Challenges and Limitations
Despite their many public health benefits, combination vaccines also present several challenges:
• Antigenic Interference: One of the most discussed challenges is the potential for one vaccine component to interfere with the immune response to another. This phenomenon is known as antigenic interference. Although clinical trials are designed to detect such issues, there remains the potential for subtle effects that might only become apparent in larger post-marketing studies.
• Complex Manufacturing Processes: Combining several antigens into one vaccine poses considerable manufacturing challenges. Each antigen must be produced under strict conditions, and the final product must maintain consistency across production batches. Ensuring reproducibility and stability of vaccine components remains an ongoing challenge, impacting cost and availability.
• Regulatory Hurdles: Because combination vaccines must demonstrate not only the safety of each individual component but also the absence of negative interactions among them, the regulatory submission becomes more data‑intensive and complex. This can lengthen the approval process and increase development costs.
• Public Perception: While combination vaccines simplify immunization schedules, they may also contribute to vaccine hesitancy for some individuals who worry about “overloading” the immune system with multiple antigens at one time. Addressing these concerns requires transparent communication of safety data and the scientific rationale behind combination formulations.
• Evolving Pathogen Profiles: As pathogens evolve (for instance, changes in circulating serotypes), combination vaccines may need to be updated to remain effective—this is seen with pneumococcal vaccines. Regulatory pathways must accommodate such changes, which sometimes requires re‑evaluation of the combined formulation’s performance.
Conclusion
In summary, combination vaccines are an essential element of modern immunization strategies, as they combine multiple antigens in a single preparation to improve coverage rates, enhance patient compliance, and reduce the burden on healthcare systems. The FDA approval process for these vaccines is rigorously structured to address the efficacy, safety, and manufacturing complexities unique to multi-antigen formulations. A review of the structured drug applications from synapse indicates that there are currently 10 FDA‑approved combination vaccines. These include products such as CAPVAXIVE, Vaxneuvance, Prevnar 20, Quadracel, Dengvaxia, Flublok, Kinrix, Prevnar 13, Vaxelis, and Menquadfi, each reflecting decades of iterative improvements.

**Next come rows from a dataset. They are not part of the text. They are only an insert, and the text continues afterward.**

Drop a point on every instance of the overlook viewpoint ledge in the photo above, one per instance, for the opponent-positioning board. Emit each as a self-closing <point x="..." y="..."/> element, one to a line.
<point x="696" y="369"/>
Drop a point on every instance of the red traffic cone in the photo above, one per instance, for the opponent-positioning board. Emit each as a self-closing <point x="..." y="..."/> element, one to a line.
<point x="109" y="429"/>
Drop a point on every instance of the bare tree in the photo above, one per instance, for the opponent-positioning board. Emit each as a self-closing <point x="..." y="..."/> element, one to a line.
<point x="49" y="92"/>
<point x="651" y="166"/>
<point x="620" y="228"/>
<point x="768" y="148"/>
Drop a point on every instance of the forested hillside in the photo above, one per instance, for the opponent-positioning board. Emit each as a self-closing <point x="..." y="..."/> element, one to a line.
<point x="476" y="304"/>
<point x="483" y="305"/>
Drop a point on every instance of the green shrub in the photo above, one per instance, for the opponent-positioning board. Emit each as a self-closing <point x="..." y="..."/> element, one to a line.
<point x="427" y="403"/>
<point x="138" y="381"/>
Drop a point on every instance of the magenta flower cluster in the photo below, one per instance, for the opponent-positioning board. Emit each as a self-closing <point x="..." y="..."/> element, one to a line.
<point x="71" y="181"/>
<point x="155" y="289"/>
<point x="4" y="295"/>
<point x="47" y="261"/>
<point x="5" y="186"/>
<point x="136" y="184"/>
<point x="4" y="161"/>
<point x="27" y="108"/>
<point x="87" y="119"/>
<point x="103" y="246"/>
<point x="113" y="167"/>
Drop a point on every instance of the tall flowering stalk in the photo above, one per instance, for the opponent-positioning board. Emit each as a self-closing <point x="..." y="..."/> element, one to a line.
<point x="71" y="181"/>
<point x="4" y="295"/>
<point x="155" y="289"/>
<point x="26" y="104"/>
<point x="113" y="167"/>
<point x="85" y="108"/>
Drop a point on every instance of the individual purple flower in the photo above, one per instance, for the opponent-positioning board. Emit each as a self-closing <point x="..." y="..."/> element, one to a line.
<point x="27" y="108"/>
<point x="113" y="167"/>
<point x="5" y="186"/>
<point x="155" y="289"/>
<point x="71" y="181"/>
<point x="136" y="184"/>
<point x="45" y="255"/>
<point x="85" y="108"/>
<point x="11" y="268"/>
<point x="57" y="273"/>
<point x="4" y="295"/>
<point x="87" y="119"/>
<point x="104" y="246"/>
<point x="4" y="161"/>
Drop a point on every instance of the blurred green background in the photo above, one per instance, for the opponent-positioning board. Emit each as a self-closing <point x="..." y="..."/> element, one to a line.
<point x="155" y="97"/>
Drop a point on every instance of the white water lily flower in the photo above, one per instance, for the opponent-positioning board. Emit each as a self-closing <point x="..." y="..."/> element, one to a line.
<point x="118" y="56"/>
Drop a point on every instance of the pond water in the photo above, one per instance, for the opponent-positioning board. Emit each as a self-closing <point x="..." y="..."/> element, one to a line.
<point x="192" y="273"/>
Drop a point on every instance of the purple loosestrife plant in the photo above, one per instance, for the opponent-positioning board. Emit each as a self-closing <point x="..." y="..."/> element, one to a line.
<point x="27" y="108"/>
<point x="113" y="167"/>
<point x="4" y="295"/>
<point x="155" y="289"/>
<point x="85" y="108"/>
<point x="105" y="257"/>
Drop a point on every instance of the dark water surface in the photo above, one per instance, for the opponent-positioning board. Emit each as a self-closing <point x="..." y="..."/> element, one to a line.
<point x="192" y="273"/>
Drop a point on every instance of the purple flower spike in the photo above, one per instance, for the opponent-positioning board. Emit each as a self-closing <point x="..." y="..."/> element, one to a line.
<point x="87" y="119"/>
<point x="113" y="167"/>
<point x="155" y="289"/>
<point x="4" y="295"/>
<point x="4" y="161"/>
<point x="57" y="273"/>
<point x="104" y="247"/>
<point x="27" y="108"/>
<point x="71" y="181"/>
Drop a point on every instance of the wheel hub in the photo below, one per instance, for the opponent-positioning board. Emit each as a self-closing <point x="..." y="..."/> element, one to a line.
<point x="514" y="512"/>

From a general perspective, combination vaccines have made a significant public health impact by simplifying vaccination schedules and enabling broader protection with fewer injections. Specifically, the FDA’s comprehensive review process ensures that each vaccine is as safe and effective when administered as part of a combination as it would be separately. On a more specific level, each of the 10 FDA-approved vaccines mentioned has been tested through robust Phase I–III trials and monitored post-approval, meaning that vaccine developers have successfully addressed concerns of antigenic interference and manufacturing consistency. Finally, from a general standpoint, while challenges remain—particularly in areas of manufacturing complexity, regulatory updates due to pathogen evolution, and public perceptions—the overall benefits of combination vaccines continue to outweigh the limitations, making them a cornerstone of preventive medicine in the U.S.
This detailed evaluation underscores that approximately 10 combination vaccines have earned FDA approval, and it is the combination of scientific rigor, regulatory diligence, and public health necessity that drives ongoing innovation in this field.